Von dieser simplen Überlegung ausgehend, habe ich mir die Frage gestellt, ob meine Mutter tagsüber wirklich mit dem Haushalt beschäftigt ist oder statt dessen heimlich arbeiten geht. Noch fehlt mir jeglicher Beweis, aber ich habe beschlossen, ihr demnächst vor dem Haustor aufzulauern, um dahinter zu kommen, was sie tatsächlich macht, während ihr Ehemann und ihr Sohn am Arbeitsplatz beziehungsweise in der Schule sind. Ehrlich gesagt würde es mich nicht wundern, fände ich heraus, dass meine Mutter irgendwo beschäftigt ist, um die Familie vor einem finanziellen Desaster zu bewahren. Uns gegenüber verschweigt sie das, um uns nicht zu belasten. Mein Vater und ich haben – ob sie darüber nun informiert ist oder nicht – ohnedies Probleme genug. Und schließlich krönt doch erst die unausgesprochene Aufopferung, ein Beitrag, für den man sich nicht loben lässt, den Gemeinschaftsgeist innerhalb der Familie.
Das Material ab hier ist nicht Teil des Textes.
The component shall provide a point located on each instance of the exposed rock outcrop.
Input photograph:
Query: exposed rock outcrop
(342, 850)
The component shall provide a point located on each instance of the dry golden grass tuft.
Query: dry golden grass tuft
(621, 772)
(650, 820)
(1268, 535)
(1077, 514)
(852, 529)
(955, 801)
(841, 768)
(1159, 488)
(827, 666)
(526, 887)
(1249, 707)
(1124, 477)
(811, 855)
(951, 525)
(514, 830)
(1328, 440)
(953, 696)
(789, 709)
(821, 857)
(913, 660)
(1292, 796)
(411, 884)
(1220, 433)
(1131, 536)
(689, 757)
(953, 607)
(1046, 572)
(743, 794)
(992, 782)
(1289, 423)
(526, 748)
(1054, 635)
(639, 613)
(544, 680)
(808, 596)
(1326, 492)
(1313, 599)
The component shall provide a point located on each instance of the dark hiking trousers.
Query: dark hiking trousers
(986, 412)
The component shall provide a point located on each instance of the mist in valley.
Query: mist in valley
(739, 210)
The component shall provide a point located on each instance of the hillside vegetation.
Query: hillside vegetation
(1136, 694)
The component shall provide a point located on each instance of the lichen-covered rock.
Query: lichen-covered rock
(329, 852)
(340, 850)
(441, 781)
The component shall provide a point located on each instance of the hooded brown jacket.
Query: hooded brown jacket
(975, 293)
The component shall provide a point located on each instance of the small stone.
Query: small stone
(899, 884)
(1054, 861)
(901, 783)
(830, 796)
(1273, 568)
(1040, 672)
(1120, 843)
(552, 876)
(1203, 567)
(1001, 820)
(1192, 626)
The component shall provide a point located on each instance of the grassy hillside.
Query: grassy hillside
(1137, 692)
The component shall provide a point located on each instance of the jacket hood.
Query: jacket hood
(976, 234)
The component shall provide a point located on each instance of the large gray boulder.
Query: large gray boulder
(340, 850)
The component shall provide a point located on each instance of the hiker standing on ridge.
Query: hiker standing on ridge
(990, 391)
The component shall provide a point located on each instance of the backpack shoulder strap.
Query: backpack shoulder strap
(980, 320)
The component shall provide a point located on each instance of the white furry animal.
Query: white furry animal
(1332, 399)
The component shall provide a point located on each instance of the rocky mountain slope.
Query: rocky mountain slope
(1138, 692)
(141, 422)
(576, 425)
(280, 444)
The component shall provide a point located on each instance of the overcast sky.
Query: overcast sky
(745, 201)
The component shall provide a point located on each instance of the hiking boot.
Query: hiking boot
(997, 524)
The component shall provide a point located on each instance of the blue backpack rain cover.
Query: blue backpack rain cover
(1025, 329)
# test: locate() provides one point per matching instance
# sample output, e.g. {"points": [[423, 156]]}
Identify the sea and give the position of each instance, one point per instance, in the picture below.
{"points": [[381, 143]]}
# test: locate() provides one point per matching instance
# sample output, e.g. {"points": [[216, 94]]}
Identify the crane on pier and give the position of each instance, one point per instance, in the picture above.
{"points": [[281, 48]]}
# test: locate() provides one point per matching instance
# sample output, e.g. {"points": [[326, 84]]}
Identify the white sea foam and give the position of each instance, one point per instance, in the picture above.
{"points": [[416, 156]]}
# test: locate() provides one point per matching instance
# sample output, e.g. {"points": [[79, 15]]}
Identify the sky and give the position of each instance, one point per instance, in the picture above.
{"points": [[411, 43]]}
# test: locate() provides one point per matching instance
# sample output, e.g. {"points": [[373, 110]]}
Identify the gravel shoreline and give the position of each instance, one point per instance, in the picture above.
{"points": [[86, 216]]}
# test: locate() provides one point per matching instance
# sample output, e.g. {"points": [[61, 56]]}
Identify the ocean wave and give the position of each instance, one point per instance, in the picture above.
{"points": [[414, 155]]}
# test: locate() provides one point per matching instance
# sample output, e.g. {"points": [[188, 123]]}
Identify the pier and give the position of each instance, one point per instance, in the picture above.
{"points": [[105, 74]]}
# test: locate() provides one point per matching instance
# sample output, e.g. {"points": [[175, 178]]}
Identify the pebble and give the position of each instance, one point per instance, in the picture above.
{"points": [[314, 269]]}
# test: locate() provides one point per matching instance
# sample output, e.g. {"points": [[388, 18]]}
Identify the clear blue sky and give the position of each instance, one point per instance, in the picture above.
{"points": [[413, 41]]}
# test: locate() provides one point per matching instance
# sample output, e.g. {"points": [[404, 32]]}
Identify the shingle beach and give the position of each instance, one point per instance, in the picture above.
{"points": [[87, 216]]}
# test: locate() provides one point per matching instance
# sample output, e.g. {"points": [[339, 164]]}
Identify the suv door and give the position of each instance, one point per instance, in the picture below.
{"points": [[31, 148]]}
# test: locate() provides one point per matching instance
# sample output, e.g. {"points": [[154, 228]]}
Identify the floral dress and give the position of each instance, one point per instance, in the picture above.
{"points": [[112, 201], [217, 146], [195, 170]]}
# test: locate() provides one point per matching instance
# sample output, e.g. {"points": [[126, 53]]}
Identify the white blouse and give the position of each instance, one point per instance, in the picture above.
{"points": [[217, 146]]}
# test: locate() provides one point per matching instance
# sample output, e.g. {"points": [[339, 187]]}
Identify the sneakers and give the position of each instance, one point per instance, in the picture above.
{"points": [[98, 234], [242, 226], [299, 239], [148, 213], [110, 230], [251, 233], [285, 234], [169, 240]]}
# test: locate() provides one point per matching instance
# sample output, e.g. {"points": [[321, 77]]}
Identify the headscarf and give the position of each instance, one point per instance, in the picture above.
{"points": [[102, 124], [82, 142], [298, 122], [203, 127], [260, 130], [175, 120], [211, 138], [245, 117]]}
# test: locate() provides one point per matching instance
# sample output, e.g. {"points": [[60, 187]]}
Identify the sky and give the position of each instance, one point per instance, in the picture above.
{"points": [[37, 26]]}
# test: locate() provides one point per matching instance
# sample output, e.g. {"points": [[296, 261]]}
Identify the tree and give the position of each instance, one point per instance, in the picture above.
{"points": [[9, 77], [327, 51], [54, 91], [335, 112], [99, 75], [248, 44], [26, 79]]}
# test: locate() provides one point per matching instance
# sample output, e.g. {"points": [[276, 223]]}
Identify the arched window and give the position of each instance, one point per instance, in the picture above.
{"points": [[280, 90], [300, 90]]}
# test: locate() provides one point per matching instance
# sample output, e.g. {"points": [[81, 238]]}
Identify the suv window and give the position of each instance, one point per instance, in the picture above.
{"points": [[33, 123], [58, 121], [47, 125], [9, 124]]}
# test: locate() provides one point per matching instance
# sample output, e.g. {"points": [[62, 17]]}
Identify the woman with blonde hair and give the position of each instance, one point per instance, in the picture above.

Der verwahrloste alte Mann läuft übrigens nicht in den Zierteich, sondern schleicht ebenso bedrückt, wie er gekommen ist, wieder davon. Ich stelle mir vor, wie er auf der spiegelglatten Oberfläche des Teiches einige Bilder aus glücklicheren Tagen projiziert gesehen hat. Diese Erinnerung hat ihn keineswegs erwärmt, sondern ihm lediglich vor Augen geführt, was in der Folge alles passiert ist. Wärmen kann ihn bestenfalls eine Suppe, ein nahrhafter Bissen, eine Mütze oder ein kräftiger Schluck von einem alkoholischen Getränk.